Delinquency was ascribed to behaviour - often by children or adolescence deemed illegal/not acceptable and marked as a societal burden. Delinquency, however, despite its use as a prescriber of behaviour, is associated by factors of influence which increase the likelihood of exhibiting or acting it out.

Whether directly drawn from developmental such as child abuse or trauma, poor parental supervision, erratic or neglectful emotional contact, low-socio economic backgrounds; to further environmental factors such as high crime neighbourhoods, antisocial peer groups or lack of effective role models.

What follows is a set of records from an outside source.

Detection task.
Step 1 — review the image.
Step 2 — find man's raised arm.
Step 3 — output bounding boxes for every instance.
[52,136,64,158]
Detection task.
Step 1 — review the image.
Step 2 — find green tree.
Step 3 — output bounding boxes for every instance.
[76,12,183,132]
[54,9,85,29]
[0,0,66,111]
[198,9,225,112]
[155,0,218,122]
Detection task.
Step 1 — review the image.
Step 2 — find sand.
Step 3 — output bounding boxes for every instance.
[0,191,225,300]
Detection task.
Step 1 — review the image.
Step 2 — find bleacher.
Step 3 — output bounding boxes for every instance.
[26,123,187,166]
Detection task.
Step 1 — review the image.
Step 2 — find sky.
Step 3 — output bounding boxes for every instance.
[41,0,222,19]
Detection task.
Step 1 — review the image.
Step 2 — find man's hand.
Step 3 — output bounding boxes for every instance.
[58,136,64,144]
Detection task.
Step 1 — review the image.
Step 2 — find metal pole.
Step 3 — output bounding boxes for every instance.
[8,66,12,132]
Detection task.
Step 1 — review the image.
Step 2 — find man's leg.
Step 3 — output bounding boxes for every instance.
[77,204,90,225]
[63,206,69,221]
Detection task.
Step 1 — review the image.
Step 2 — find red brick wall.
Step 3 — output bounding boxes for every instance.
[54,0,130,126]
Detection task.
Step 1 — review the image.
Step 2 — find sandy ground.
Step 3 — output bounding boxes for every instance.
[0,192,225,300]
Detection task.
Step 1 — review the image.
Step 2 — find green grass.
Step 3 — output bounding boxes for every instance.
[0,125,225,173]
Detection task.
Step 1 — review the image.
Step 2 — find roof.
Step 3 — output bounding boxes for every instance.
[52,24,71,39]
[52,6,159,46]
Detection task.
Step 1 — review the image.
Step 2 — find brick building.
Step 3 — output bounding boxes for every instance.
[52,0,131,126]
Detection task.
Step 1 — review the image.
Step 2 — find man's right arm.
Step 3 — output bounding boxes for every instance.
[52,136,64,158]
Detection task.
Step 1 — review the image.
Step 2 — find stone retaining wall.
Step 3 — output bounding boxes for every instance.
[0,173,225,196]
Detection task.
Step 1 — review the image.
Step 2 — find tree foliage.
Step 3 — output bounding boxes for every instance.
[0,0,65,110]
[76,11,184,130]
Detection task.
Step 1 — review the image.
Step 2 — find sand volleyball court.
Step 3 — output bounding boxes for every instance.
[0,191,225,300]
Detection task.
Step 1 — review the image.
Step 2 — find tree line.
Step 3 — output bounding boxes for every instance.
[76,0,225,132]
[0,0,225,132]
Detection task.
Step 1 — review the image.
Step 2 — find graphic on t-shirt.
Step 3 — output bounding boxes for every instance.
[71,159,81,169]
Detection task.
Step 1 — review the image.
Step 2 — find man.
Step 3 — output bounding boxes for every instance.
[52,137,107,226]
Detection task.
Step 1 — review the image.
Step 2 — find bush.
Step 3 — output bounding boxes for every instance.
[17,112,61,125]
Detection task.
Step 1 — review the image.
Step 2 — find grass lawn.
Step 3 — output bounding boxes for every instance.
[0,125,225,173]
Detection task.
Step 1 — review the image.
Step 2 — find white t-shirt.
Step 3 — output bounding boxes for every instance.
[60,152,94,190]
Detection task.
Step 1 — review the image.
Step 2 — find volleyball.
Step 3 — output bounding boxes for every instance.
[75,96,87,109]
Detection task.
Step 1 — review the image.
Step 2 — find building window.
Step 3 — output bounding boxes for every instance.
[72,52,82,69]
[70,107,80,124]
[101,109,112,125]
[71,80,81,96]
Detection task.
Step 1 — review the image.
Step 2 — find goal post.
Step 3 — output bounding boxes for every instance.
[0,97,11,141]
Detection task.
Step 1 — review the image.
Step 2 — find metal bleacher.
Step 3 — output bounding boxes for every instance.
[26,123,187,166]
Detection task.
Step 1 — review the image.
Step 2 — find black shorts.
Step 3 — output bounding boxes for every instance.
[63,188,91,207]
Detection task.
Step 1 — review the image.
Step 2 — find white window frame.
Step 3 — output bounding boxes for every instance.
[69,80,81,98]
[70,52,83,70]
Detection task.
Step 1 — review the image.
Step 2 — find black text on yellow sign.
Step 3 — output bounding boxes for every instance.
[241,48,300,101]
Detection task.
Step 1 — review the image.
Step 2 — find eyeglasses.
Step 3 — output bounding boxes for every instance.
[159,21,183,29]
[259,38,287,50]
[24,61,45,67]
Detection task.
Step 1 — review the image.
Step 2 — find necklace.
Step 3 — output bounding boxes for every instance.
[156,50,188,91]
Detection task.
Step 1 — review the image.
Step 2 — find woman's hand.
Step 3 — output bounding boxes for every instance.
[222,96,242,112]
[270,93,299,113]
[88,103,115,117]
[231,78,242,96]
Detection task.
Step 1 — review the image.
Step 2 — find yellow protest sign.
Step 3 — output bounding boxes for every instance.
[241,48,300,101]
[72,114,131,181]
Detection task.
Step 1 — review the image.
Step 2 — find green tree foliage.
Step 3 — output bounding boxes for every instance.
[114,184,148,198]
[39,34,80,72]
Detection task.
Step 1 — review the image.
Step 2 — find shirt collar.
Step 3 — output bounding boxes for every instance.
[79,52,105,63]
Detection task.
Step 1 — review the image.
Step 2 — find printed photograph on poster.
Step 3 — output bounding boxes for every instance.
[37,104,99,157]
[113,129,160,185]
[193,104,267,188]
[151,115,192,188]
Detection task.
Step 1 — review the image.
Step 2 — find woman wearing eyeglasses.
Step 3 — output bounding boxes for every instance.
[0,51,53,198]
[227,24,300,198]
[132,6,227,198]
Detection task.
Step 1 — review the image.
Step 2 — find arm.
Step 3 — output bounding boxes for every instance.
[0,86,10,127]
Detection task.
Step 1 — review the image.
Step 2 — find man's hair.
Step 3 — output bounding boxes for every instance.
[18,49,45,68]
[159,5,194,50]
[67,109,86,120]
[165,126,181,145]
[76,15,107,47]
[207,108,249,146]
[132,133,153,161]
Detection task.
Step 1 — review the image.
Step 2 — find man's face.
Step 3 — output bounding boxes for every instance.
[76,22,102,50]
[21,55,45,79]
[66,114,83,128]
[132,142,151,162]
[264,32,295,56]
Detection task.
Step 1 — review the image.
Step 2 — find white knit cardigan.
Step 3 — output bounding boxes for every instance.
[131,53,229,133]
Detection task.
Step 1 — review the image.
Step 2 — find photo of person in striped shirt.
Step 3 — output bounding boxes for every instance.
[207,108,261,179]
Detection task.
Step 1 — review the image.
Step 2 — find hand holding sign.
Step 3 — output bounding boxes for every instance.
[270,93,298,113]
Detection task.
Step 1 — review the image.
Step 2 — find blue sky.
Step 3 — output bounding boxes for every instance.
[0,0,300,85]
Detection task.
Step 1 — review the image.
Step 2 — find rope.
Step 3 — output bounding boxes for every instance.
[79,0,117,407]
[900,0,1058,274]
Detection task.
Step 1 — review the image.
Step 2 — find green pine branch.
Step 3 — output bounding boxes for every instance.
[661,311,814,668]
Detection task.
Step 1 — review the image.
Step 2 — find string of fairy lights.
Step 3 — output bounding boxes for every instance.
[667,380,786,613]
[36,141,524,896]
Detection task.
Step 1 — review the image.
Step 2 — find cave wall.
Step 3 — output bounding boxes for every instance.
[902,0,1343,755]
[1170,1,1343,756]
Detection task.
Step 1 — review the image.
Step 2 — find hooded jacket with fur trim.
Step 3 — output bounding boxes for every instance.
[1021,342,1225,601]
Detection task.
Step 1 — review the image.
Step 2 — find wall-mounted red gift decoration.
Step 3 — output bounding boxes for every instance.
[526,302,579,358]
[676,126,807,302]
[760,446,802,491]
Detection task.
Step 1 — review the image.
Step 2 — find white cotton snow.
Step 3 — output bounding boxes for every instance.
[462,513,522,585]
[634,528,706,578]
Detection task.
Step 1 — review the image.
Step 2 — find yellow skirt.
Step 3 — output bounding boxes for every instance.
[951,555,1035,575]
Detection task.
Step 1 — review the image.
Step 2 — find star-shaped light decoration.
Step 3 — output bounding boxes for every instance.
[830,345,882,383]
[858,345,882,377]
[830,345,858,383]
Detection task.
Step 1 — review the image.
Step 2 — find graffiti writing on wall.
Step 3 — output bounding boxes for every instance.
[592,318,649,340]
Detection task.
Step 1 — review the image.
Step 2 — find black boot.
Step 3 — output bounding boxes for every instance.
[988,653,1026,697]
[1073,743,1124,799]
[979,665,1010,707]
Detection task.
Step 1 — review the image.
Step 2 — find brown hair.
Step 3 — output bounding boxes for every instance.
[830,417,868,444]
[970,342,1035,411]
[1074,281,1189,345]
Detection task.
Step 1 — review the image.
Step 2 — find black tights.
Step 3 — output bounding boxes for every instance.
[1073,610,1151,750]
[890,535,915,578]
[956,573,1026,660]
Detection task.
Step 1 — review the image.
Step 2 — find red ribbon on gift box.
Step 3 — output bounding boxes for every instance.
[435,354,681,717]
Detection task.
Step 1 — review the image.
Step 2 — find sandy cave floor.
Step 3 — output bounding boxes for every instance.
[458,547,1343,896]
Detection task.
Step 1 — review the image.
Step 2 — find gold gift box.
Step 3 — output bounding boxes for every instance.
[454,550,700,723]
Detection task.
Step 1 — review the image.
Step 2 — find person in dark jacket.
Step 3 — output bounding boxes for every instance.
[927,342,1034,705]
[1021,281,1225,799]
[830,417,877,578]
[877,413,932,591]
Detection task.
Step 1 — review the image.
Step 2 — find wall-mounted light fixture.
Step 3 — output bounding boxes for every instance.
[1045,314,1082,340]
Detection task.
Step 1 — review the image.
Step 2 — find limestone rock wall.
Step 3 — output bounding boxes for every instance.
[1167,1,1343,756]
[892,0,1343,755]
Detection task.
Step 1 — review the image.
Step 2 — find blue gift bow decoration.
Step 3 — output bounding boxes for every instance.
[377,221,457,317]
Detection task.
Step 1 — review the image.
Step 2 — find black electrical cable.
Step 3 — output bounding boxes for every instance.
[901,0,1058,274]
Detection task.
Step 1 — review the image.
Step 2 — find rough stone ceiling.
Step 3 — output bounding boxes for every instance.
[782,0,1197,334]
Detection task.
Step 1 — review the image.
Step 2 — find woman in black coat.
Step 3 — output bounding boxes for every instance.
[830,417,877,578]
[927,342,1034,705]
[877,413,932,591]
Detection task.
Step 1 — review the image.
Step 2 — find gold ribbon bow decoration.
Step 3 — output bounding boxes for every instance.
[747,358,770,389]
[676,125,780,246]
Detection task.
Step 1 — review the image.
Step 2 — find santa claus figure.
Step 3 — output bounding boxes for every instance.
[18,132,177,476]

The causes and effects of antisocial behaviours, can be considerably different depending on age (e.g a preschooler versus a teenager), and function differently between genders.

The relationship between the individual, society and the cultural realm they inhabit have all shown to play a role in ascribing a person and/or their behaviour as delinquency.

Many such behaviours intersect with the criminal justice system, and despite being broadly deemed antisocial, not all exhibited behaviour in children and adolescence meet the diagnostic criteria for conduct disorder. More specifically, in assessment for conduct disorder, as for many personality disorders in adults, the focus of approach is not merely on the actions of a person but unemotional traits such as lack of empathy, extreme aggression, and lack of remorse.